The Loud Silence Of (White, 2nd Wave) Feminists


So the question persists... where are the voices of the outraged white feminists who were so vocal when Hilary Clinton was dealing with sexism in the campaign, now that Michelle Obama is being targeted? This subject is covered with sharp wit on The Angry Black Woman blog, along with commentary around other racist/sexist attacks black women usually get in the media. I quote:

It’s hard not to notice that there’s not nearly as much commentary about this in the feminist blogosphere as I saw when there were sexist media attacks against Hillary Clinton. Talk about angry black women — what those Fox pseudopundits really ought to be afraid of is angry white women. They’re kickass, man. I mean, there was just so much furor out there — and rightly so — over the sexism heaped upon Clinton. All the big names of feminism and politics — Steinem, Ferraro, Jong, and more. All women who speak softly and carry big no-phallic-pun-intended-sticks. I’m sure these same women are going to come out guns blazing now that Michelle is getting the same ugly treatment. It’s still sexism, right? Even if it’s compounded by racism. Sexism’s still sexism.

Right? Right? So the defense should begin any minute now.
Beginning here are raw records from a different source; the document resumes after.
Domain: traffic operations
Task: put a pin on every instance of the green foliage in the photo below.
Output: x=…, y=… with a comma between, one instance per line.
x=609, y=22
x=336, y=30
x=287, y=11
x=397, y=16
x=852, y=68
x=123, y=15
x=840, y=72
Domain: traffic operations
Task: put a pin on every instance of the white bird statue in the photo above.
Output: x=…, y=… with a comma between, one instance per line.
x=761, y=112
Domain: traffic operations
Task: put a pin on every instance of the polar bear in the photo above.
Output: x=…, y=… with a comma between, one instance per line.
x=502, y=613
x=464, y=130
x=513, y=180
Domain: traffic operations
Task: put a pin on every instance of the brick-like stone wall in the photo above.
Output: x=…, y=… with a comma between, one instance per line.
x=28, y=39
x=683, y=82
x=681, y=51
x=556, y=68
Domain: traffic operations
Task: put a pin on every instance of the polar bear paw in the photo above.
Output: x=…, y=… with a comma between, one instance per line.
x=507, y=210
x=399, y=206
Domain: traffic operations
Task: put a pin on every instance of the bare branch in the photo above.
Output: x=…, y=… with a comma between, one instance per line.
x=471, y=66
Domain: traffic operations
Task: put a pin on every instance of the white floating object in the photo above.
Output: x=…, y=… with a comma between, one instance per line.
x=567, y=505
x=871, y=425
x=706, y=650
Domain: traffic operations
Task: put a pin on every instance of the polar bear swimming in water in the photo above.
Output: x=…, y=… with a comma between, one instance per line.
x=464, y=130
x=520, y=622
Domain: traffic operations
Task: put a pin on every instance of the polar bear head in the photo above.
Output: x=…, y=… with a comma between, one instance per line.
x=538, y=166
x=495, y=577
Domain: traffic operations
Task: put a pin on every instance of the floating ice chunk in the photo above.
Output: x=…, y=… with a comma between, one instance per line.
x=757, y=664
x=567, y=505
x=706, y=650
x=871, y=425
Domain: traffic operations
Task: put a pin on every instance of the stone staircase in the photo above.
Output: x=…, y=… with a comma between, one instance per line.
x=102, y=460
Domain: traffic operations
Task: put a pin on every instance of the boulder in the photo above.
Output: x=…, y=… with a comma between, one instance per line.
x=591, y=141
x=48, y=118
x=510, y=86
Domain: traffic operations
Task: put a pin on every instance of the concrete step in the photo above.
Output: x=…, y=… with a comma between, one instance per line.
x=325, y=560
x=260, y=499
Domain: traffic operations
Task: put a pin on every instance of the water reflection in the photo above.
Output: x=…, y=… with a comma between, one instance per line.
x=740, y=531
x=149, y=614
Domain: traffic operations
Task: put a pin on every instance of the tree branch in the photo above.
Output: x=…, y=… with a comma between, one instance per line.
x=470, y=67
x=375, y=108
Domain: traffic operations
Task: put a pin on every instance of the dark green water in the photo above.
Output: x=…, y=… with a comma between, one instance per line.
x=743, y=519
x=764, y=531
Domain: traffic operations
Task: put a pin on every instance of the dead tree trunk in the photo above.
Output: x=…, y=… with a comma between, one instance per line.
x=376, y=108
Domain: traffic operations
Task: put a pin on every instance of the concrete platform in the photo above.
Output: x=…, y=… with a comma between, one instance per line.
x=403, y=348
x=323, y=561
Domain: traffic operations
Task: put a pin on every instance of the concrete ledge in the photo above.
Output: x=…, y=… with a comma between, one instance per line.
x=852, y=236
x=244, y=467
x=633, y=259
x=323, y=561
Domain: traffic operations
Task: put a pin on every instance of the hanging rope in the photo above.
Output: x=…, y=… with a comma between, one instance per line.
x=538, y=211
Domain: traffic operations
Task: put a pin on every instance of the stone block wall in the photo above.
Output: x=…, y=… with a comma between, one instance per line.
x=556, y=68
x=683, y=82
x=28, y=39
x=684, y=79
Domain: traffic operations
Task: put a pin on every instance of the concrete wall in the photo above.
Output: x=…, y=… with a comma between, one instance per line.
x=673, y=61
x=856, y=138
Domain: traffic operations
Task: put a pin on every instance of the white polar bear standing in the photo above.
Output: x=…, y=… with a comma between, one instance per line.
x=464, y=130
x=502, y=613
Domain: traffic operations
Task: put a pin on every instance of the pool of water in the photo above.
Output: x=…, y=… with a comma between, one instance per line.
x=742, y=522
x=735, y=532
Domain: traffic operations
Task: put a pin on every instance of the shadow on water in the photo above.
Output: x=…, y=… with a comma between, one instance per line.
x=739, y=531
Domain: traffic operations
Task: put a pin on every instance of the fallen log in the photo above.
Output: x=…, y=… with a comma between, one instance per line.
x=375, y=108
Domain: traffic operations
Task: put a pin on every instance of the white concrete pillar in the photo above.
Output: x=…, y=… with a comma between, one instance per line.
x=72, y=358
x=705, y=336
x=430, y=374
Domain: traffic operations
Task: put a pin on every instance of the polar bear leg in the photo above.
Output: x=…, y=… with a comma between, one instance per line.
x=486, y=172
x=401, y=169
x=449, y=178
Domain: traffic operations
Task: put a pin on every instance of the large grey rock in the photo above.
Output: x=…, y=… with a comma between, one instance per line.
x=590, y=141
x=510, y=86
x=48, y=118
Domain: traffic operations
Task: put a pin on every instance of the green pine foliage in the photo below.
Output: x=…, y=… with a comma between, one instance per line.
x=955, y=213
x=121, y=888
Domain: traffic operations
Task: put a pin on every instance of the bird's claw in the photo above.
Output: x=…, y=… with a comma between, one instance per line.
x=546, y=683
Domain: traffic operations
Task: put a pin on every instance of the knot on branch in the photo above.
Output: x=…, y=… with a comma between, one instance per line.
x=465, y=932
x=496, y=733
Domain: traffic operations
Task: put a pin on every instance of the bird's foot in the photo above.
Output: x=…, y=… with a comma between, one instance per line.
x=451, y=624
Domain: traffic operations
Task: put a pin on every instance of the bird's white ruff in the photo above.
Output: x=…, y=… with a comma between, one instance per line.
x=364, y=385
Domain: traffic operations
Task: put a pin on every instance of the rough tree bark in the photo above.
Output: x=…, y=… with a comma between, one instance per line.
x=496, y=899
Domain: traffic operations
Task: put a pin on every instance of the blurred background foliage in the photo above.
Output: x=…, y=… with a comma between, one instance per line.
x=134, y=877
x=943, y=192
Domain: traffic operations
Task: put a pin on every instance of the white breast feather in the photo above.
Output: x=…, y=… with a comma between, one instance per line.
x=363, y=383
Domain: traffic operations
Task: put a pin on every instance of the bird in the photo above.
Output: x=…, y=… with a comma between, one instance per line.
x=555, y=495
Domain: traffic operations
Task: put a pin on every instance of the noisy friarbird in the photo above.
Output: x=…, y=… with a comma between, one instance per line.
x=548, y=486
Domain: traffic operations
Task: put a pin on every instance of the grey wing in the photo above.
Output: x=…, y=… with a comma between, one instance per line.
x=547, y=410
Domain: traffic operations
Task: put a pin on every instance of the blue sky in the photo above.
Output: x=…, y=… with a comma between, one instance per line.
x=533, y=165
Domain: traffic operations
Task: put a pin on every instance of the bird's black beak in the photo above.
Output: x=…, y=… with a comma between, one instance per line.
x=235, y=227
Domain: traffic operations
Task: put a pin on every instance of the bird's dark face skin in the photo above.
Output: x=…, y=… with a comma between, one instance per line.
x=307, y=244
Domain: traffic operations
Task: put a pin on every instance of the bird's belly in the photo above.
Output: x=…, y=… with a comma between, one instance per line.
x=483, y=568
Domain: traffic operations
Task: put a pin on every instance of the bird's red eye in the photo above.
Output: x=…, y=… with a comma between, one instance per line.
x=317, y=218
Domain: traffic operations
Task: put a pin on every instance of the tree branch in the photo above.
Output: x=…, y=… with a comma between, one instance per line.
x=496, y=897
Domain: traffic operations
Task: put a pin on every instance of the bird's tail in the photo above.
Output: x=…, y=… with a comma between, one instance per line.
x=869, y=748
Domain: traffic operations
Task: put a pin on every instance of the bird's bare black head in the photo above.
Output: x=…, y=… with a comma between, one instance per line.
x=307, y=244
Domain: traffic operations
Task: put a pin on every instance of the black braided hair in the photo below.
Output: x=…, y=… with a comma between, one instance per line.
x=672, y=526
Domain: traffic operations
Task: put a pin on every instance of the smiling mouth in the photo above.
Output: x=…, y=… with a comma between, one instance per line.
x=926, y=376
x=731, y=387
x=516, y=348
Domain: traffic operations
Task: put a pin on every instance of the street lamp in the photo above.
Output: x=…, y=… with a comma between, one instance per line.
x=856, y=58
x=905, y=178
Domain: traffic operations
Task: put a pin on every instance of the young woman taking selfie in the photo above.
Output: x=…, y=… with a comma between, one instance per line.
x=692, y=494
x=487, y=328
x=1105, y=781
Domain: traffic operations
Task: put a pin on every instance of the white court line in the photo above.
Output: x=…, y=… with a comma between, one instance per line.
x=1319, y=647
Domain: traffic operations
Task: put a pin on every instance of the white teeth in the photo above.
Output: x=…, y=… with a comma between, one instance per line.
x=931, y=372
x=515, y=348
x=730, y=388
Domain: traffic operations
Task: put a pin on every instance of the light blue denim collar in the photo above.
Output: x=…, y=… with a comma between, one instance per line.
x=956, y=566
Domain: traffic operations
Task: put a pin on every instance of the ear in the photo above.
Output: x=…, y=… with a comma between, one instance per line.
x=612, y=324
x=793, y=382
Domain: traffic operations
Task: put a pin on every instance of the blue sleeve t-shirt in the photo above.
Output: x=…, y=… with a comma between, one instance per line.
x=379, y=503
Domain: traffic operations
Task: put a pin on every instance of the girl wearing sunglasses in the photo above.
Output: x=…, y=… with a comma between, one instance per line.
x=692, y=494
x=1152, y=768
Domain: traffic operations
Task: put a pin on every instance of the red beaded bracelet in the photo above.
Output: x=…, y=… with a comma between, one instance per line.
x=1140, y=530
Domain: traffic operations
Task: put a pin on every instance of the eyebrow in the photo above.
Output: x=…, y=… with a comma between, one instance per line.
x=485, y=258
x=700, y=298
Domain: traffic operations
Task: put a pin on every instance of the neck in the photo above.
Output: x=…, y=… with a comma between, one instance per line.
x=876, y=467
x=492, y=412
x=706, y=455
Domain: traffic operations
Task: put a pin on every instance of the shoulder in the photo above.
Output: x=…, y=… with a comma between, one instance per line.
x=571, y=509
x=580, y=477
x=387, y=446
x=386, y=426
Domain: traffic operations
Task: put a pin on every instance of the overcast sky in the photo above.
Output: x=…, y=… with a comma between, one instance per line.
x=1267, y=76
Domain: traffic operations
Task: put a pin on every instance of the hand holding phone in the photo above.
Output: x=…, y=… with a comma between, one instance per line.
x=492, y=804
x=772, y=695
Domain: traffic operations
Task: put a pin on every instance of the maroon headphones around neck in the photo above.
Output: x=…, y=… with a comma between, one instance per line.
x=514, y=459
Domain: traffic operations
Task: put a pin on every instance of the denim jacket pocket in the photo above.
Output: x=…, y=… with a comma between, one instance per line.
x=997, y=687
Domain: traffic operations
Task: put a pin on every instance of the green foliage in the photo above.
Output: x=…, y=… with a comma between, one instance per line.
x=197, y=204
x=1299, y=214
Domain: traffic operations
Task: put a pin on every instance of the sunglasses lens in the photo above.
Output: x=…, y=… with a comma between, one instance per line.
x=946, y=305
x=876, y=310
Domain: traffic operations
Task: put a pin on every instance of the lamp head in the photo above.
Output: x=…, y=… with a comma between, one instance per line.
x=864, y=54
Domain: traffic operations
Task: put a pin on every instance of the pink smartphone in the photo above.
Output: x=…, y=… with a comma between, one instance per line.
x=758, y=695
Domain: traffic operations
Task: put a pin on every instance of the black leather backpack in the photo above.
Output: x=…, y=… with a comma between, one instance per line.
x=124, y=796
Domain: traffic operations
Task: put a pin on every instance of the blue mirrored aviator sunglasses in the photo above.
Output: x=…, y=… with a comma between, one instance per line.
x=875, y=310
Right?


I was also glad to see this subject covered in The Washington Post, where i gleaned some of the title of this post. Mary C. Curtis goes on to say:

I've long been frustrated, as a black woman and a feminist, with our national conversation. I didn't hear the cause speaking up for women of color or for women who have always worked in blue-collar or service jobs. Choice was not their issue.

The woman who employed my educated mother to clean her house never quite saw her as a sister in the struggle for equality.

Still, I cheered Steinem when she spoke at my college. Her message could have been more inclusive, but it was a start.

I'd like a little of that solidarity back now, not suspicion because someone of my race defeated someone of our sex.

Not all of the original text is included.